# Post-processing flow fields in the finite-difference grid

The visualisation of the flow fields output by Nektar++ looks not smooth if the resolution is not enough.

Figure 1 is an example of the leading-edge vortex generated by a plunging wing at Reynolds number 10,000. The result is from paper: Son, O., Gao, A., Gursul, I., Cantwell, C., Wang, Z., & Sherwin, S. (2022). Leading-edge vortex dynamics on plunging airfoils and wings. *Journal of Fluid Mechanics,* *940*, A28. doi:10.1017/jfm.2022.224. Although there are 40M degrees of freedom for each velocity component, the discontinuities between element boundaries are still very obvious and the vortex looks not smooth.

A feasible solution is interpolating the spectral element field to a finite difference grid and then doing the post-processing using the finite difference method. In figure 2, the spectral element field is first interpolated into 301 x 301 x 601 grid in the domain [-0.5, 2.5] x [-0.5, 1.5] x [0, 5.5]. Then the vorticity and Q are calculated using a second-order central difference scheme. The Q iso-surface looks much smoother.
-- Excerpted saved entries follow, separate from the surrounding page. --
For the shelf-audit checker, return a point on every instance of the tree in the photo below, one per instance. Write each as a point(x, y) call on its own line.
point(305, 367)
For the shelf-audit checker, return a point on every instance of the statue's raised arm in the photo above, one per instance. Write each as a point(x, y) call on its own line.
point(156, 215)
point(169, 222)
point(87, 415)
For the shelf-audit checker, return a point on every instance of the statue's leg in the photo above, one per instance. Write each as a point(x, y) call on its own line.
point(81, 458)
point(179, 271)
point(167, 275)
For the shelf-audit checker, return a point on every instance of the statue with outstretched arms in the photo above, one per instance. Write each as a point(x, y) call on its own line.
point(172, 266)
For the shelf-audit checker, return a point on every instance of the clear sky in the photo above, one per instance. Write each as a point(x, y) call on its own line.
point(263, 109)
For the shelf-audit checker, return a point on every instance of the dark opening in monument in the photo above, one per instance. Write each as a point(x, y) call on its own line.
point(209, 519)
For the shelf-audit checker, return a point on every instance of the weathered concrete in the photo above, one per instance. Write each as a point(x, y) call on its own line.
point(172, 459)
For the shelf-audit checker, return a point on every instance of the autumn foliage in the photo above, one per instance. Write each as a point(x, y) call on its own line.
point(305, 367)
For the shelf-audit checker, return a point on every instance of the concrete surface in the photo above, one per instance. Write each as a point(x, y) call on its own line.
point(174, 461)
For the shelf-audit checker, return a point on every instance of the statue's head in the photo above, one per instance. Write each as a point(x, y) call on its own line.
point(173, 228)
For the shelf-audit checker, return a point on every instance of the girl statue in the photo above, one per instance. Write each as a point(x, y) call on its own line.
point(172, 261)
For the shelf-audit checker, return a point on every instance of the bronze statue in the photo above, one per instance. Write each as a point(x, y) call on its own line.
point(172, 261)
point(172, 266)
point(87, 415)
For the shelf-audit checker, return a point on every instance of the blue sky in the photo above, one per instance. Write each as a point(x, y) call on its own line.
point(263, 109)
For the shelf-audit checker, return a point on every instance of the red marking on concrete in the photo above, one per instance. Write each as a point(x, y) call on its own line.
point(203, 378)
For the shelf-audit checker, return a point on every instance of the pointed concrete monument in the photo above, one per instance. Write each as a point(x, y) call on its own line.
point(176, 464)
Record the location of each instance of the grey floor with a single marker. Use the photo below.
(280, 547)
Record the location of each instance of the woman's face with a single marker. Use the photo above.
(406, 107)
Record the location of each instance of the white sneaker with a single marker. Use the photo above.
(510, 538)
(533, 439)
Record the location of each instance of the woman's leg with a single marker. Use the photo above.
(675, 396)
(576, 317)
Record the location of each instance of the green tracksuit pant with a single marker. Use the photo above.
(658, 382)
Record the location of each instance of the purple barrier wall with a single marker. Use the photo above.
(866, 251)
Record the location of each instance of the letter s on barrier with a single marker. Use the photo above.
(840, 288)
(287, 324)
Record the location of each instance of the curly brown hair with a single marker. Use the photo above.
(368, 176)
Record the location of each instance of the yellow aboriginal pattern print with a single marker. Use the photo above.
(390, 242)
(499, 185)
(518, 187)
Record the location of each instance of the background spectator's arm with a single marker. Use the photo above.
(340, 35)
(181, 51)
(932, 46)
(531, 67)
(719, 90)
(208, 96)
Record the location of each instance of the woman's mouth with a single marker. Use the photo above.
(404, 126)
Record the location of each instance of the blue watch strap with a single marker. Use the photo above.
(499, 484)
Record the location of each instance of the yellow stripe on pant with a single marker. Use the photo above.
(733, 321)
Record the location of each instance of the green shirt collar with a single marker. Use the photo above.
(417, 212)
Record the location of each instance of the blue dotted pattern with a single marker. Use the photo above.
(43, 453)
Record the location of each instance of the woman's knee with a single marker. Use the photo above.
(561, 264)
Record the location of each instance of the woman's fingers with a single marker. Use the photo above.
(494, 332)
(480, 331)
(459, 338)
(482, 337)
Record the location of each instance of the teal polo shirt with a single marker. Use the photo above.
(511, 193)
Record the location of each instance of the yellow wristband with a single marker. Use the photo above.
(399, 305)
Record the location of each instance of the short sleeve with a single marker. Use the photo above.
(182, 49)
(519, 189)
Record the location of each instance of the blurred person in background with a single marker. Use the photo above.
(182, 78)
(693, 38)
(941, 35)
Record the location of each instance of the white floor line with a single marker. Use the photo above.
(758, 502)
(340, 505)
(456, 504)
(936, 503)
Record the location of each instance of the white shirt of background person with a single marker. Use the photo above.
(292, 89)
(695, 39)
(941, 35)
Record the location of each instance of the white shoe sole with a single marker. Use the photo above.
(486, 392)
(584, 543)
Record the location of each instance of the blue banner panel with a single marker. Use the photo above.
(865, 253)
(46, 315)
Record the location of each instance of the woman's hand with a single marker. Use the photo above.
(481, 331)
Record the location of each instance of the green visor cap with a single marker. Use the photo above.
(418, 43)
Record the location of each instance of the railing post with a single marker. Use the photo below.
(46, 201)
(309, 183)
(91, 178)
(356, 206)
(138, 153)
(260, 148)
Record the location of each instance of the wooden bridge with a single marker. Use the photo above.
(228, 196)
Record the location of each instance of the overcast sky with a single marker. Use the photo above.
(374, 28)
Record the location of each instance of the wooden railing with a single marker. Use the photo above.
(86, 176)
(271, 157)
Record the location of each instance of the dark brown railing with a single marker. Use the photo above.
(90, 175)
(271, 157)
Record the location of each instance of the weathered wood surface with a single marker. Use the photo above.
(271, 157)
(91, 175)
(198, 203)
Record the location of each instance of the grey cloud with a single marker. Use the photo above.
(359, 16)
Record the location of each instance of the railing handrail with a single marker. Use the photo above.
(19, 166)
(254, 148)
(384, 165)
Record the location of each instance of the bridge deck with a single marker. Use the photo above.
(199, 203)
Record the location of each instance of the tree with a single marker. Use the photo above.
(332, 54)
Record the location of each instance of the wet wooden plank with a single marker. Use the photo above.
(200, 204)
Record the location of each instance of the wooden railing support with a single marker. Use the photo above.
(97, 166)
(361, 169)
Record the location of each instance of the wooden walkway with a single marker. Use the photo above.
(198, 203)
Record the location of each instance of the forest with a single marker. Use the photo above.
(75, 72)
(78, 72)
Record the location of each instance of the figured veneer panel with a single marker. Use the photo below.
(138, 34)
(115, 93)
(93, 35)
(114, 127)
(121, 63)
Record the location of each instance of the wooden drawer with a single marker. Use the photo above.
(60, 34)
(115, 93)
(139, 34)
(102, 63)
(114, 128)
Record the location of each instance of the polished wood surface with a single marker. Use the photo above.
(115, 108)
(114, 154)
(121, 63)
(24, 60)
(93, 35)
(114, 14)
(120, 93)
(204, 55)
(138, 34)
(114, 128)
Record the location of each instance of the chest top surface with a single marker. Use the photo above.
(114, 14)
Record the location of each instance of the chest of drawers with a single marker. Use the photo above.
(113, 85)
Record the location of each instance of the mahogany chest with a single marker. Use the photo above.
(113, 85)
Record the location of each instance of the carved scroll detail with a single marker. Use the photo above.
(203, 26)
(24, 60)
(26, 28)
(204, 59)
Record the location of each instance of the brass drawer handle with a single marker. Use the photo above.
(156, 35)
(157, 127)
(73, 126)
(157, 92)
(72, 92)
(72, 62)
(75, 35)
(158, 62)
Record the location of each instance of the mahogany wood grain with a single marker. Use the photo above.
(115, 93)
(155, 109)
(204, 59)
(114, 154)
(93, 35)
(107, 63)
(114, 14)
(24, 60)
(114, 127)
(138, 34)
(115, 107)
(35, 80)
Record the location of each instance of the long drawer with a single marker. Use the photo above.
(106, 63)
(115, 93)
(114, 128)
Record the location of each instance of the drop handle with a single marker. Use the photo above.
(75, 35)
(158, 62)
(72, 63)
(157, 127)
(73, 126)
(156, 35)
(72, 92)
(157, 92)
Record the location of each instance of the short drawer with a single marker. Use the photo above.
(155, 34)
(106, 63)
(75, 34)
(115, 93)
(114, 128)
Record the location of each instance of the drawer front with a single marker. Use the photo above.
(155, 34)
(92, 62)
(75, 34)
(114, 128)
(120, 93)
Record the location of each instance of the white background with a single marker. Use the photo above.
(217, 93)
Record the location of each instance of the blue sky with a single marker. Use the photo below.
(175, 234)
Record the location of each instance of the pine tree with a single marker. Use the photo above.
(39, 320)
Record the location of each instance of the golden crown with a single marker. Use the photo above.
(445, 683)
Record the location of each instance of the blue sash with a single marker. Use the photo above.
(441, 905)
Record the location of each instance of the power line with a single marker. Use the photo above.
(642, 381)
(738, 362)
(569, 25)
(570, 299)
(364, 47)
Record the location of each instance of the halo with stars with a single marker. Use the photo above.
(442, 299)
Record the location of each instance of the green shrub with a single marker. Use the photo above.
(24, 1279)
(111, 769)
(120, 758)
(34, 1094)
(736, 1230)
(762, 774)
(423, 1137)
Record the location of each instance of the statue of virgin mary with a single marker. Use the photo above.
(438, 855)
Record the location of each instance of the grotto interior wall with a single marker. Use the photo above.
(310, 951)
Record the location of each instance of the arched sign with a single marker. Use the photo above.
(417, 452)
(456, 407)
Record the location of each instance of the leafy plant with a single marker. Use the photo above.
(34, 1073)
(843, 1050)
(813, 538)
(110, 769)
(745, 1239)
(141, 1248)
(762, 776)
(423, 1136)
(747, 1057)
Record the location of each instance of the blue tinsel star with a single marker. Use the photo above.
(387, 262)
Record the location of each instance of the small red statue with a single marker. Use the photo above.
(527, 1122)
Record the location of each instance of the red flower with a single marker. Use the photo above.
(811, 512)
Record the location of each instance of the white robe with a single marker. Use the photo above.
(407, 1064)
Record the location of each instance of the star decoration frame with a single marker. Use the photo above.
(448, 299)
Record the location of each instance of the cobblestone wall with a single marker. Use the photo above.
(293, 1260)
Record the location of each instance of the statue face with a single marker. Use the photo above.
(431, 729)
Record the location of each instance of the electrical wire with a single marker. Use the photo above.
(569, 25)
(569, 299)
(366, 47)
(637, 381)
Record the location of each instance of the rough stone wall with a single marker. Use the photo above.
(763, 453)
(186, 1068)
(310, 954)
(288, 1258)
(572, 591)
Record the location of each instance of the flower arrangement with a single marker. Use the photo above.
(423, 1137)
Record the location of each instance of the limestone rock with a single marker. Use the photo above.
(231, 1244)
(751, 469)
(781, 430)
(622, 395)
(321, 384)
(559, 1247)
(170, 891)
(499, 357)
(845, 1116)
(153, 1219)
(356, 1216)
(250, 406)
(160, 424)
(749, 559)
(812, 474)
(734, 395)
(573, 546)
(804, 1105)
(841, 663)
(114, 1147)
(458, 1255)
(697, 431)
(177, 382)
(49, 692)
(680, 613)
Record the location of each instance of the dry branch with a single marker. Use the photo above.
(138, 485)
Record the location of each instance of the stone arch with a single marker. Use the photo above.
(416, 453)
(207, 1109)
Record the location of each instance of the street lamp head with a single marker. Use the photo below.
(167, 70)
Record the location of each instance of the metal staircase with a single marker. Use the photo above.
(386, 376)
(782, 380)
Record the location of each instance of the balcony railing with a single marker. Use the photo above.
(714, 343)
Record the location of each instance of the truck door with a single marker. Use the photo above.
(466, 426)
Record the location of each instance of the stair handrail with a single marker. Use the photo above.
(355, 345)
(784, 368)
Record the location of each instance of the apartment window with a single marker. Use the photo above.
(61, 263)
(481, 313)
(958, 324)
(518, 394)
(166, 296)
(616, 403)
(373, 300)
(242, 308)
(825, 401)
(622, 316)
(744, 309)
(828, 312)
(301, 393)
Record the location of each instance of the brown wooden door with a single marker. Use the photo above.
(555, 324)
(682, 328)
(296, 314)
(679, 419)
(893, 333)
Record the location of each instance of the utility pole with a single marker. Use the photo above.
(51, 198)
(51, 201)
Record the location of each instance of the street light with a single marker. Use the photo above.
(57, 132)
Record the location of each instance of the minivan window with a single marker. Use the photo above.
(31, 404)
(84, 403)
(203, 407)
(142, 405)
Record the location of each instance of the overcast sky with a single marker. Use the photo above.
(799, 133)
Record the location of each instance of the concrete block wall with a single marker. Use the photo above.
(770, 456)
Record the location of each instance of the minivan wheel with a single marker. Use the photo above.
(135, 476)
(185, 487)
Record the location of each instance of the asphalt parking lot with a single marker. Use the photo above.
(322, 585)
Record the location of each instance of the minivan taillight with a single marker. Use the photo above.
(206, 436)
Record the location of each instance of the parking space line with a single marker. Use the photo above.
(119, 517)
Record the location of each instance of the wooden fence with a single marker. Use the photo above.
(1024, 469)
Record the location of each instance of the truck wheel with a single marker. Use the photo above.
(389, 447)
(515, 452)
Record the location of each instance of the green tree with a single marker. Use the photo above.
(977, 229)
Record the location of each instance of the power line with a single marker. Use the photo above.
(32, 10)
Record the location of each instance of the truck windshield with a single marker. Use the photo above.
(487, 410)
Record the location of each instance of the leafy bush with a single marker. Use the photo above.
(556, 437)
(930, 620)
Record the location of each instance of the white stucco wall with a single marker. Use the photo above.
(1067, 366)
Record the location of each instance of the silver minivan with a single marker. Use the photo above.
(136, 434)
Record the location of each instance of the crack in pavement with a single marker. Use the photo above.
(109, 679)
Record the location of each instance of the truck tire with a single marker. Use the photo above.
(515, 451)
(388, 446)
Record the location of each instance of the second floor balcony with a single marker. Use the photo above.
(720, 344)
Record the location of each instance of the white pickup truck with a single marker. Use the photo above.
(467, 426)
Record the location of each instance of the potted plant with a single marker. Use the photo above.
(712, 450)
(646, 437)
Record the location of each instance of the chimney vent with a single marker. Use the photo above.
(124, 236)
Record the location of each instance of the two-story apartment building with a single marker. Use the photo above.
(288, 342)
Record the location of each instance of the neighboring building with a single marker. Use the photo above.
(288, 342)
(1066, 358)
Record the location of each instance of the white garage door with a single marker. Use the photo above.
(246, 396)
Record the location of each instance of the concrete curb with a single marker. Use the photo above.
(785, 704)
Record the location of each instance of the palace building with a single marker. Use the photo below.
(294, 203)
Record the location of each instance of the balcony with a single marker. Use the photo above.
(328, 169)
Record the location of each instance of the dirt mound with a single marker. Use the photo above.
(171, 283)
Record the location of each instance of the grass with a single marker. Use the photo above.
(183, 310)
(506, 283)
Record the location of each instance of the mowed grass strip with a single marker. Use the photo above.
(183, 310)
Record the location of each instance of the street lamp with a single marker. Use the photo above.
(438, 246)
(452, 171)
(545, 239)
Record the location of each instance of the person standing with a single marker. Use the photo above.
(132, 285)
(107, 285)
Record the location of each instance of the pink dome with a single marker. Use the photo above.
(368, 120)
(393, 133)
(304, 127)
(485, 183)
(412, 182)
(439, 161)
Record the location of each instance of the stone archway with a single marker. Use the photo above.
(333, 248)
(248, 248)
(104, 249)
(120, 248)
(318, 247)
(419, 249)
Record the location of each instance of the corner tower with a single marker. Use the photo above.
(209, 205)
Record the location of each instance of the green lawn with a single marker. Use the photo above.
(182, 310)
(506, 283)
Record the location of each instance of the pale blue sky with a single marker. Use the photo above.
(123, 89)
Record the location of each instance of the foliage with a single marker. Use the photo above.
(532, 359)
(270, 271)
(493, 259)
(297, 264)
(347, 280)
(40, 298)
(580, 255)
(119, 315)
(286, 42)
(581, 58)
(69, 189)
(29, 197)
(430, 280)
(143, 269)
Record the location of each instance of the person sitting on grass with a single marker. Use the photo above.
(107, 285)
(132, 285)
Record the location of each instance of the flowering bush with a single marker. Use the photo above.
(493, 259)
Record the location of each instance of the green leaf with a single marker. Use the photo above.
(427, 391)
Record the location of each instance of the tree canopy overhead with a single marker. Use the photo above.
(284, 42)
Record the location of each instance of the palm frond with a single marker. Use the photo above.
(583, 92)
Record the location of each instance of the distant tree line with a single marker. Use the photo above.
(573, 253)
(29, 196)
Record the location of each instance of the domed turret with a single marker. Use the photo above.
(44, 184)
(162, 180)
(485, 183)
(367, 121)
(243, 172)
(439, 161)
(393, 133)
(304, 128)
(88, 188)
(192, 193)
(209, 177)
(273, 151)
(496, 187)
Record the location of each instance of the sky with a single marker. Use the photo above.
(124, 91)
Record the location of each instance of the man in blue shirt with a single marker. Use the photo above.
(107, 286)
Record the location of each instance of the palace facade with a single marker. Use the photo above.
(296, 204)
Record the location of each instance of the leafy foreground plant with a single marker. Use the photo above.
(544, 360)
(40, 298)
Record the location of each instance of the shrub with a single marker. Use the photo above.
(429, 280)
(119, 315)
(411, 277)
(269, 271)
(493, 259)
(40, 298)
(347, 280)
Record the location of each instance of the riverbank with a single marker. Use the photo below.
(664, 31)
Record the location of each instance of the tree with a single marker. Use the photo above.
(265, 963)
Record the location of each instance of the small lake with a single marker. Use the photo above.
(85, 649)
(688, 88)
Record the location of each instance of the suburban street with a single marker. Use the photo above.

The bash script to do the interpolation is

`for((n=64; n<=64; n+=1))`

do

mpirun -np 12 $NEKBIN/FieldConvert -f -e -v -m \

`interppoints:fromxml=wing.xml:fromfld=wing_${n}.chk:box=301,301,601,-0.5,2.5,-0.5,1.5,0,5.5 \`

`interp${n}.plt`

done

In the finite-difference grid, a Gaussian filter can be easily applied by convolution operation to remove small scale vortices. Figure 3 shows that with decreasing filter size, there are more and more small scale vortices in the Q iso-surface.